Nobody’s been closer to the NFL action for longer than Steve Sabol, the president of NFL Films. He’s been telling the stories of NFL seasons since 1962. Processing what it all means in the context of football history is what he does.

His take on 2008?

“I’ve always said that history is written by the winners and that an NFL season usually takes shape from its dominant team. This year, there is no dominant team,” says Sabol. “The only thing certain is uncertainty. We’ve had three coaching changes, and two general managers have resigned. When I look at a season, I like to look in historical terms. This season to me takes on didactic dimension. It teaches us. And this season is teaching me the genius of simplicity is never appreciated the way the genius of complexity is.”

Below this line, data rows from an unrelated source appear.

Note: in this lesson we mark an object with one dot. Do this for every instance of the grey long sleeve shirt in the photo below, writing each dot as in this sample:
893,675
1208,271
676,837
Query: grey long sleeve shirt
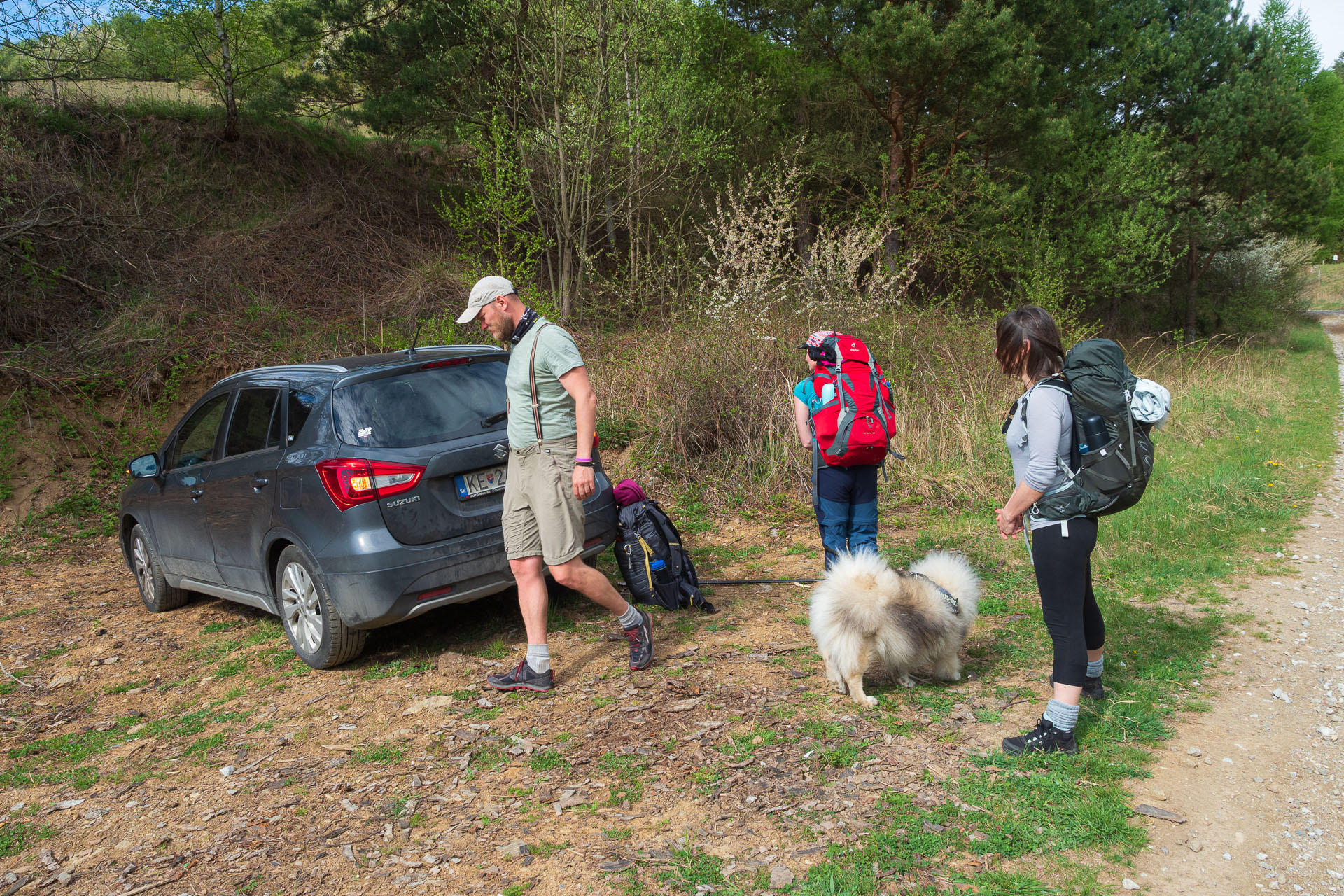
1049,430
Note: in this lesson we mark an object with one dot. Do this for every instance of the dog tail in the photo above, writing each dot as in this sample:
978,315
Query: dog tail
853,589
953,573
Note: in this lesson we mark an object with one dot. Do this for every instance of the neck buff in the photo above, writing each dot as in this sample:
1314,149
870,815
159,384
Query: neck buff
523,326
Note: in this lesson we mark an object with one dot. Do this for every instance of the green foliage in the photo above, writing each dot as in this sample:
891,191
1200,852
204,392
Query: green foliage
493,218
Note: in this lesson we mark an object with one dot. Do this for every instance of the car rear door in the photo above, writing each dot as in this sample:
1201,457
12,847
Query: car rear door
441,416
178,517
242,488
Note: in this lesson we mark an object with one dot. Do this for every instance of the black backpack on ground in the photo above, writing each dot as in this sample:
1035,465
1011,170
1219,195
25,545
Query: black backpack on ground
1112,476
648,536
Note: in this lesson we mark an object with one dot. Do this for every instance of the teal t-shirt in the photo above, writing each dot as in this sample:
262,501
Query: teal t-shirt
806,393
556,355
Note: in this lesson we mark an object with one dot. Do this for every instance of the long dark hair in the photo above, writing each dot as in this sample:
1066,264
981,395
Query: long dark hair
1037,326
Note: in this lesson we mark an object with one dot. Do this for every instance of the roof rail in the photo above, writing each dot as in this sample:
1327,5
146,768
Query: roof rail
296,368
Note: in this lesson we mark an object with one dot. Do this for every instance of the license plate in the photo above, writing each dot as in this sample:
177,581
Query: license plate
477,482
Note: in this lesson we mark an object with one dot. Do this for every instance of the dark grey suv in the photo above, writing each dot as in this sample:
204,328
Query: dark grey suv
340,496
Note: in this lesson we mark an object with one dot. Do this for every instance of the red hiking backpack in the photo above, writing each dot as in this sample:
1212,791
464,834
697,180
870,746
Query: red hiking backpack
854,428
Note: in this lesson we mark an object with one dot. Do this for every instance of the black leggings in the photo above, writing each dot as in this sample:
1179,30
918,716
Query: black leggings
1063,575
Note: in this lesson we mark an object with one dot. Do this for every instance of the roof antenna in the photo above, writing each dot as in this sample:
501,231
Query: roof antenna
410,352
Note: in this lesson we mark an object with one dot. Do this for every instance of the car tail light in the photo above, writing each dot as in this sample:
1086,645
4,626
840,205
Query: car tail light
351,481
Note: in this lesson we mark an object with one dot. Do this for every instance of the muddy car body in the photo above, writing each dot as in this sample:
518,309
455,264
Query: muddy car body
340,496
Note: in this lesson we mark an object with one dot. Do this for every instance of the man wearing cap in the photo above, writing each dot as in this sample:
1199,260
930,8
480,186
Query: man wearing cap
552,418
844,498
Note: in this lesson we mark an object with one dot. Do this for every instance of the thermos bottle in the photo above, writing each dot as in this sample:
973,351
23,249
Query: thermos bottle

The simplicity is that, had Brady not been injured, there’s a great likelihood that the league would have spent this year staring up at New England once again. Even though they lost the Super Bowl last year in a brilliant twist of fate, this year still would have been focused on them. It would have been same linear storyline as 2007. Only New England’s controversial and dominant march toward perfection would now be a season-long wait to see if they could gain redemption. Suddenly, the season was like a Tarantino movie script –- a whole bunch of little subplots that needed sorting out before they all intersected.

As Sabol said, “Football questions don’t get answered. Just get asked over and over and over again.”

And, he adds, the best part of this story is about to be written. 

“The postseason is when the year takes its real shape. Joe Kuharich, who coached the Eagles in the 1960s and was the master of the malaprop, used to say, ‘I can see the carrot at the end of the tunnel.’ Well, that’s really true now.”